We begin with the Dow Jones industrial average, which has taken a 900 point haircut.
Even though the index is down significantly, it’s still significantly above where it was earlier this year.
We see similar with the S&P 500:
The past few days have not been kind, but in the bigger picture, there’s still no reason for panic.
We see a sharper impact to the NASDAQ:
This is more telling; the Dow Jones and S&P 500 tend to be perspectives on Big Business, whereas the NASDAQ is more inclusive of smaller publicly-traded companies. Thus, we see the Brexit impact magnified more.
The CBOE Volatility Index, or VIX, shows the panic well:
Instead of actual prices, the VIX shows how much volatility is in the market. The more uncertainty, the higher the VIX. While high, the VIX is nowhere near where it was during the 2007-2008 Great Recession.
30 Day LIBOR
We look next at LIBOR, the London Interbank Offering Rate. This is the rate which banks charge each other to borrow or lend money for a 30 day period. The higher LIBOR is, the more uncertain banks are of the immediate financial future, because they’d prefer to hold onto cash.
30 Day LIBOR is higher than average, but hasn’t spiked during the Brexit events as we might have expected.
90 Day LIBOR
We see a similar pattern in 90 Day LIBOR, the rate banks charge each other to borrow or lend money for a 90 day period:
The overall conclusion we can draw from interbank lending is that while there’s uncertainty, it’s not the crippling influence we’ve seen in the past.
One of the true bellwethers, the Baltic Dry Index is the price of shipping goods via container ship.
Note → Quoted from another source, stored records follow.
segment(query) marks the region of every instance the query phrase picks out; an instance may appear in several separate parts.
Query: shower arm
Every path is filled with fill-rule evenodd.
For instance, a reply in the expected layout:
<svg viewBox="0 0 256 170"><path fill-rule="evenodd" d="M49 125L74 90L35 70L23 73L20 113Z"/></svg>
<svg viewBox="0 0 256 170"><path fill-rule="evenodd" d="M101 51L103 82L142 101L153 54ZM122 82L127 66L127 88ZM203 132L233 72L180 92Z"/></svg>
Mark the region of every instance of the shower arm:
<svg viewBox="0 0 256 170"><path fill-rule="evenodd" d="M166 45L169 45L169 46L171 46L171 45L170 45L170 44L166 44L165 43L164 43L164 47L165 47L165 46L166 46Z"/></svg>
We see that BDI barely moved in the wake of Brexit. This is an indicator we should keep an eye on in the weeks and months to come, but it’s a good sign that companies didn’t immediately cancel plans to ship things.
Where we see market moves is in the panic zone: gold. Gold is known for high volatility during uncertain times, and it does not disappoint:
Gold spiked to over $1,322 per ounce. Given current economic conditions, once the panic wears off, expect it to return to recent levels, unless the global financial system endures more shocks.
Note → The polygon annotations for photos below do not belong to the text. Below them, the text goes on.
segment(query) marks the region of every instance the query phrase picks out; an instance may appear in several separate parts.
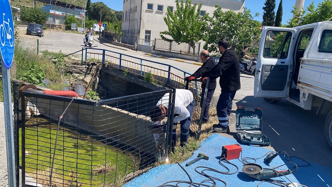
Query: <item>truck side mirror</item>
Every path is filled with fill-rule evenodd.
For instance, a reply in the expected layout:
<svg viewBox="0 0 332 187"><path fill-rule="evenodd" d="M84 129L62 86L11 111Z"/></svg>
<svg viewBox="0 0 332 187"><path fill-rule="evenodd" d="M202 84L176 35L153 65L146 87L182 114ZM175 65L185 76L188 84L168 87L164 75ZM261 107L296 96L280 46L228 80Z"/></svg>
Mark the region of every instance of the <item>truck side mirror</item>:
<svg viewBox="0 0 332 187"><path fill-rule="evenodd" d="M264 48L264 56L270 57L271 55L271 48L269 47L266 47Z"/></svg>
We see, in the early days, lots of panic. However, much of the panic is unwarranted when we look at the bigger picture of where markets were in earlier 2016. The fundamental underpinnings are still strong.
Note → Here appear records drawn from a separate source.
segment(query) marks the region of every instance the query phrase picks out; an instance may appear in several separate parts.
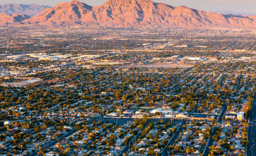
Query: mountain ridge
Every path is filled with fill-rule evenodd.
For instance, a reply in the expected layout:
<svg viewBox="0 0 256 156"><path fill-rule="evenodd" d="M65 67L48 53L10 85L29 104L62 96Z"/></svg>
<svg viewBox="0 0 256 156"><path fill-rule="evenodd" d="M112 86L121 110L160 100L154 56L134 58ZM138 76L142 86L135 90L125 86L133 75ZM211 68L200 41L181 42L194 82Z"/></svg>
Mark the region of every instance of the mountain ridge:
<svg viewBox="0 0 256 156"><path fill-rule="evenodd" d="M109 0L91 6L73 0L47 8L21 22L63 26L72 26L182 28L256 28L256 16L224 15L185 6L173 6L149 0Z"/></svg>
Should Brexit continue on – and there’s debate about that – then we can expect shocks to the market down the road, once the separate is truly underway. However, as of right now, only panic is fueling major market moves. Your best bet is to wait a little longer to see what else emerges. There may be legitimate cause for concern, but we have to wait until the dust from the panic cloud clears to truly see what our risk exposure is.